You have to plan for something going wrong eventually, no matter how many people tell you they have not had a problem.

I never had a runaway until I had a runaway. In my case I can see and hear what is going on in the observatory and if all else fails I can power the entire setup down buy simply unplugging two UPS units in my house.
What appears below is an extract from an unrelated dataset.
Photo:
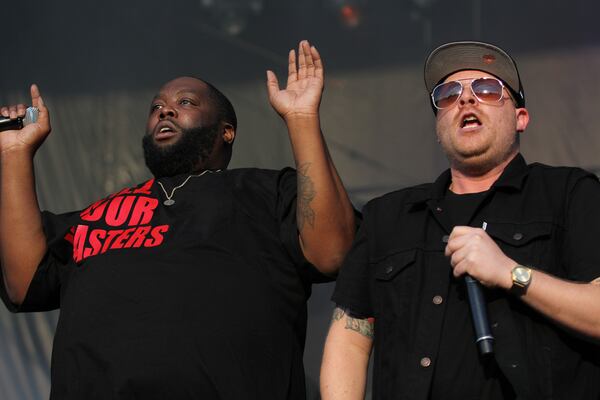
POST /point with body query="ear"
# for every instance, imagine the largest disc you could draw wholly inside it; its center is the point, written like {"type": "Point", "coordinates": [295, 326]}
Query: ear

Setting up a remote system is easy, setting up a reliable remote system isn't.

#8 Mittag56

Mittag56

    Mariner 2

  • *****
  • Posts: 236
  • Joined: 08 Jul 2009
  • Loc: West Amboy, N.Y.

Posted 21 June 2013 - 03:50 PM

My LX200 10 inch is 15 feet away and I have to use kill switch...I purchased one of those rf remote power switches...and keep it in my hand....only had to use a couple times..but easyer than tripping over stuff to get to extension cords...would love to monitor with a camera or better yet wire on some switches..

#9 nitegeezer

nitegeezer

    Apollo

  • *****
  • Moderators
  • Posts: 1291
  • Joined: 27 Nov 2007

Posted 24 June 2013 - 01:58 PM

I was just looking at DigiKey and they sell a variety of breakers at fairly low current ratings. The power supply current when tracking should be fairly low. If I were to measure the current when the scope is manually slewing at 8X, and then add a circuit breaker that would trip just above this current, is there any known failure that this would not catch? I know I would have to include a bypass switch for when I was changing objects and thus slewing at a rate higher than 8X, but during photos where I would like to step away from the scope I think this would provide the necessary protection. Motors when stalled at the hard stop should draw a lot of current, more that high speed slewing, so I guess the question is whether the breaker would trip faster than human reaction time. Am I missing something?